Dermal fibroblasts were infected with Ad-EGFP or Ad-Egr-1m (100 MOI). At the end of 24 or 48 h incubation, total RNA was isolated and subjected to genome-wide transcriptional analysis using Illumina Microarray chips (A,B) or real-time qPCR (C). A. Heatmap of differentially expressed genes (FDR<0.01 and >2- fold-change) (48 h). The color represents the fold-change of Egr-1 in comparison with the average of control sample (red = increased, green = decreased). Each row represents a probe and each column represents one sample. Genes with similar changes in expression pattern compared to the control are clustered together for 24 and 48 h. B. Comparing a subset of biological processes significantly enriched (p<0.001) with Egr-1-regulated genes at 24 and 48 h. The number in the plot indicates the differentially expressed genes belonging to individual GO categories (row) at corresponding time point (column). The total number of genes at each time point (column) is shown below the Table. The background color represents the statistical significance of a particular biological process overrepresented in the differential gene list as estimated by Hyper-geometric test. C. Real-time qPCR. Results, normalized with GAPDH mRNA, are the means ± S.D. of triplicate determinations from a representative experiment.

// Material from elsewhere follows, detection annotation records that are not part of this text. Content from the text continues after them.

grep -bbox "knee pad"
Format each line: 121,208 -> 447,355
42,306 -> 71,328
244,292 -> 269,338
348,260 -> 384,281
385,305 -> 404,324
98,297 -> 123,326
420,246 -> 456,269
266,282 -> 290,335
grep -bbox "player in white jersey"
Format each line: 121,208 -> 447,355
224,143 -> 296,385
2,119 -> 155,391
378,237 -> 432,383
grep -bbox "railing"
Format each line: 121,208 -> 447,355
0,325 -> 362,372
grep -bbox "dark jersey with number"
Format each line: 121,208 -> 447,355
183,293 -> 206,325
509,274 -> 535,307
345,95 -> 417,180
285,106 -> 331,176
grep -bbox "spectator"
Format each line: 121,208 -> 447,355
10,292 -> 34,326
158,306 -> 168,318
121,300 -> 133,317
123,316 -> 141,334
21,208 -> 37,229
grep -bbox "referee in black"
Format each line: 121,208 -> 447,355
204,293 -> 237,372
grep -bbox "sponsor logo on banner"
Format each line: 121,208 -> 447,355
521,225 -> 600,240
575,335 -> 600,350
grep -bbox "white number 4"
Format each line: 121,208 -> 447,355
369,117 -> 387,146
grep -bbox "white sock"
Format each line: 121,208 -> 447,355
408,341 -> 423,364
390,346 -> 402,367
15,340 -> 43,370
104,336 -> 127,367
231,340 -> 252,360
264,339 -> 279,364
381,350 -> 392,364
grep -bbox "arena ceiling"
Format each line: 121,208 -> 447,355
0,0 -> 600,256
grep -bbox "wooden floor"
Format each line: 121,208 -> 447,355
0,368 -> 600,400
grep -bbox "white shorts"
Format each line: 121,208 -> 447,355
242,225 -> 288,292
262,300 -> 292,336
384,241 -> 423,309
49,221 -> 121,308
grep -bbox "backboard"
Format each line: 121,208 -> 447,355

Figure 3. Genes regulated by both TGF-ß and AdEgr-1.

Skin fibroblasts were infected with Ad-EGFP or incubated with TGF-ß in parallel for 48 h. Total RNA was subjected to microarray analysis using Illumina chips. A. Venn diagrams of the genes regulated by TGF-ß and Egr-1. Left, up-regulated genes; right, down-regulated genes. B. Ingenuity Pathway Analysis showing canonical signaling pathways enriched with 98 fibroblast genes regulated by both Egr-1 and TGF-ß. The Y axis shows the pathway enrichment.

Figure 4. Expression of the Egr-1-responsive gene signature in SSc skin biopsies.

A. Egr-1-responsive genes are aligned with the gene expression data from dcSSc and healthy control skin biopsies. The samples were clustered using the 647 genes that comprise Egr-1-responsive gene signature. Dendrogram shows clear differences in skin biopsies. The left branch of the dendogram (highlighted in red and blue), comprises solely dcSSc biopsies clustering with the diffuse-proliferation intrinsic subsets (diffuse 1 and diffuse 2). The right branch includes remaining dcSSc samples, as well as lcSSc, localized scleroderma and all healthy controls. Quantitation of Egr-1 signaling in each biopsy by Pearson correlation is shown below the heatmap. B. Genes showing high expression in dcSSc skin biopsies and in Egr-1-expressing fibroblasts. C. Genes associated with the inflammatory and normal-like intrinsic subsets, or low expression in proliferation subset and Egr-1-expressing fibroblasts. D. Genes showing low expression in the proliferation subset but high expression in Egr-1-expressing fibroblasts and inflammatory subset.

Figure 5. Expression of the Egr-1 and its target genes in SSc skin biopsies.

Immunohistochemistry. Skin biopsies from SSc patients and healthy controls were immunostained with antibodies. Representative images. A. Egr-1. a healthy control, b–f SSc. (a–c original magnification, ×100; d–f original magnification, ×400). B–D. COMP, E2F7 and GDF6. a,c,e healthy controls; b,d,f SSc.(Original magnification ×400).